Andrew Stout, PhD is an Entrepreneur in Residence at the newly formed Tufts University Cell Ag Development Lab, which aims to develop and de-risk cellular agriculture technologies for real-world application. Andrew earned his PhD from Tufts under Dr. David Kaplan, where he studied cell line engineering and media development for cultured meat. Prior to Tufts, Andrew joined the field of cellular agriculture as a student researcher in Dr. Mark Post's cultured meat lab in 2013, when the lab produced the world's first cell-cultured hamburger. He is deeply interested in cell line development to make cultured meat products affordable, scalable, and healthy.
Nicole Tichenor Blackstone is an Assistant Professor in the Division of Agriculture, Food, and Environment at the Friedman School of Nutrition Science and Policy at Tufts University. Her research focuses on developing and evaluating strategies to improve food system sustainability. Dr. Blackstone’s work fuses industrial ecology, nutrition, and social science methods.
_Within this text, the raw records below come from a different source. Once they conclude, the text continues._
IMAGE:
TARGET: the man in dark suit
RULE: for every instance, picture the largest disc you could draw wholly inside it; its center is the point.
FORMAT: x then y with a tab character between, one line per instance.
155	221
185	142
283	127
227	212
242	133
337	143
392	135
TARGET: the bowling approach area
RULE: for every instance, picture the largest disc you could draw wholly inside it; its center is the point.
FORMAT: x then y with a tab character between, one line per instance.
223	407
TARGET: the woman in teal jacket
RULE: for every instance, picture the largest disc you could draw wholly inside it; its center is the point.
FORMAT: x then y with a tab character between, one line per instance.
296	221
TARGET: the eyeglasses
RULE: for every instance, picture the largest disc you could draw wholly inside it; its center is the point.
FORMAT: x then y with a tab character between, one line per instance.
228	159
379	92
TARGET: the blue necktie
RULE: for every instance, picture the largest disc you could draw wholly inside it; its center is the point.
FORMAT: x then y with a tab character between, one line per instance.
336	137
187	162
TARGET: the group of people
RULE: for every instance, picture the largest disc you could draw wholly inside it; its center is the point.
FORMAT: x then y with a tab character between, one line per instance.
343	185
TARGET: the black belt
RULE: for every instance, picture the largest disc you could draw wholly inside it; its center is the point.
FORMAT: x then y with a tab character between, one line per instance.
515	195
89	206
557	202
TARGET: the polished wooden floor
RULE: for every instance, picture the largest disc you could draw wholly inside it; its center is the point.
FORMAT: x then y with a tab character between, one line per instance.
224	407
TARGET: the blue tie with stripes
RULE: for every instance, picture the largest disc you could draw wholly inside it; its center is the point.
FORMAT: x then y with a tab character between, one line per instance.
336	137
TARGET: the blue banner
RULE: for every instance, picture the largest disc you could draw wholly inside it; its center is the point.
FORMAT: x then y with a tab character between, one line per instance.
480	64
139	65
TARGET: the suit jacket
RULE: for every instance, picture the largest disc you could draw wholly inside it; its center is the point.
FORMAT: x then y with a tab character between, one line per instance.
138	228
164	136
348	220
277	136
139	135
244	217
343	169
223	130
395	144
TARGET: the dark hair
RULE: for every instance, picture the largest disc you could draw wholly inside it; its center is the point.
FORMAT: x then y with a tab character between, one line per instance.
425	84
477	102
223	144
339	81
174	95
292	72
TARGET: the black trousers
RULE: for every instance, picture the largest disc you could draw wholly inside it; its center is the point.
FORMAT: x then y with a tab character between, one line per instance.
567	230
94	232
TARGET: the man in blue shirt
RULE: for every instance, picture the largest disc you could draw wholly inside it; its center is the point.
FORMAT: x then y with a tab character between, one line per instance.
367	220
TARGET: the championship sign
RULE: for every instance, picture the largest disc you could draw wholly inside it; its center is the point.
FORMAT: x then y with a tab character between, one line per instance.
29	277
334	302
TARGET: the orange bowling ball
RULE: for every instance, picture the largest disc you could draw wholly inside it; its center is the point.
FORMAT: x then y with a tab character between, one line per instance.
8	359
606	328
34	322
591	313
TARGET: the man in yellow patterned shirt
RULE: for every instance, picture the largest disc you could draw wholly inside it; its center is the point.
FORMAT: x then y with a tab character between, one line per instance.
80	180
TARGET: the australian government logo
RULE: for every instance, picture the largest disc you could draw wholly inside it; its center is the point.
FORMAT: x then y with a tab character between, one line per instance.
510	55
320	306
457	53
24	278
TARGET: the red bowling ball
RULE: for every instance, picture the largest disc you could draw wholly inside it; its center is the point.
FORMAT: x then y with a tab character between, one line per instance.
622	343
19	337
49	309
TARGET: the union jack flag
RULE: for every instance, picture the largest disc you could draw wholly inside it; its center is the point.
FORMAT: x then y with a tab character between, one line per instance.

To date, her research has explored the environmental and social implications of diverse production systems (e.g., grass-fed beef, cultivated meat, fruits and vegetables), human diets, and regional food systems. Currently, she leads the Leading a Sustainability Transition in Nutrition Globally (LASTING) Project, which aims to produce evidence-based recommendations, methods, and metrics for integrated sustainability assessment of dietary patterns. On LASTING, she is co-leading integrated modeling of dietary sustainability outcomes. Dr. Blackstone is also a founding affiliated faculty member of the Tufts University Center for Cellular Agriculture. She is PI on a project developing sustainable animal-free scaffolds for cultivated meat and Co-PI on a large, interdisciplinary project funded by the U.S. Department of Agriculture, leading the project’s environmental assessment team.
Dr. Blackstone earned her Ph.D. and M.S. from the Friedman School in the Agriculture, Food, and Environment program. During her graduate training, she was the recipient of multiple fellowships, including the Switzer Environmental Leadership Fellowship. She holds a B.A. in Philosophy and Religious Studies from the University of Kansas. Dr. Blackstone also has experience in food policy spanning the local to national levels, through previous positions with the Douglas County Food Policy Council (KS) and National Family Farm Coalition. She collaborates across disciplines and with stakeholders to co-create more equitable, just, and sustainable food systems.